I’m concerned that your plan to put semi-dwarf trees about (or at least) eight feet apart with result in a very dense orchard that will be very hard to keep even 12-15 feet tall. Perhaps you could find an experienced orchard person in your area and see what their advice is.
Having home-grown fruit is just the best! Good luck with your orchard.
Regards, Keith Silva
P.S. How big is your lot?
Gill, I envy you that wonderful space to have a fruit garden! I’ve managed to tuck 9 fruit trees (apples, pears, plums, cherries) into the community garden here – 5 years on and I’m still waiting for the plums and pears to fruit! There is a compulsion, too, to add soft fruit: redcurrants and red gooseberries should fruit this coming year and I have a quince on order! (I’m so excited by that thought!) I’m really looking forward to seeing how your orchard progresses and how you lay out the trees; I have very fond memories of an orchard at the bottom of my family garden in Weymouth when I was very young.

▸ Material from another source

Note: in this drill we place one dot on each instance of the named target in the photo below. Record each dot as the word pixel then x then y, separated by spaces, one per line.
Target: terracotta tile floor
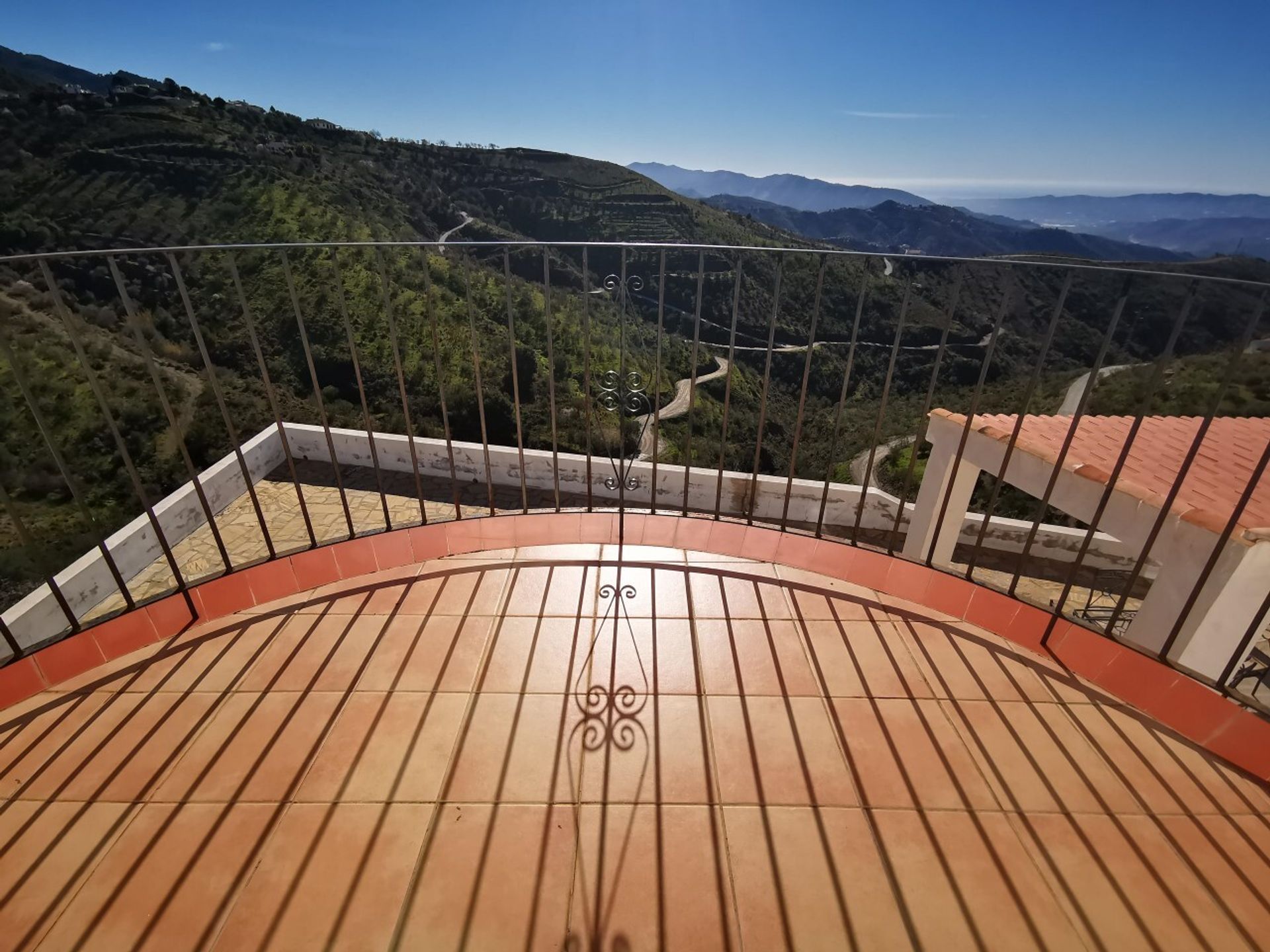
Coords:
pixel 476 757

PS. The crab apples are glorious this year, such a great sight in the winter months. … may have to get one of those, as well!
Sounds like it will be a beautiful and productive orchard!
HI, I ENJOY YOUR BLOG IN SEATTLE. SINCE YOU ARE NEW TO THE NW I WANT TO TELL YOU ABOUT AN AMAZING ORCHARDIST ON CAMANO ISLAND (ABOUT 50 MILES NW OF SEATTLE). THE PLACE IS CALLED CAMANO ISLAND ORCHARDS, AND IS OWNED BY OTTO (360-387-0725). OTTO IS FROM SWITZERLAND AND HAS 250 TYPES OF APPLES, MOSTLY HEIRLOOMS, PLUS, 50 TYPES OF PEARS, NOT TO MENTION FIGS, GRAPES, KIWI, ON AND ON. OTTO GRAFTS AND SELLS MINI TREES(5 FEET BY 5 FEET). I HAVE 14 OF THESE TREES ON MY CITY LOT IN GREENWOOD SEATTLE. THEY PRODUCE APPLES AFTER 2 YEARS AND I HAD ABOUT 100 APPLES THIS YEAR(AFTER 3 YEARS). OTTO SAID HE ONCE GOT 125 POUNDS ON ONE MIN1 TREE????? OTTO HAS INCREDIBLE KNOWLEDGE OF FRUIT TREES AND MORE. ALAS, HE DOES NOT HAVE A WED SITE, HOWEVER, HE CAN BE REACHED BY PHONE. TELL HIM YOU WERE REFERRED BY SIMONE AND DON.
Growing some fruit requires a lot of care from those insects and flies, good luck though! :)
I’ll echo John’s comments. Cherry fly, apple fly, codling moth, etc. There is a home orchard society based out of Clackamas Community College. They are a good resource.
On the other hand, seed catalogues will be arriving soon. Spring is around the corner…
Sounds like you have done your research. I have been adding in some fruit mostly raspberry varieties and pear trees. I am currently researching everything I can find about mason bees for pollinating fruit crops. I love the research/planning phase! Good luck with your orchard.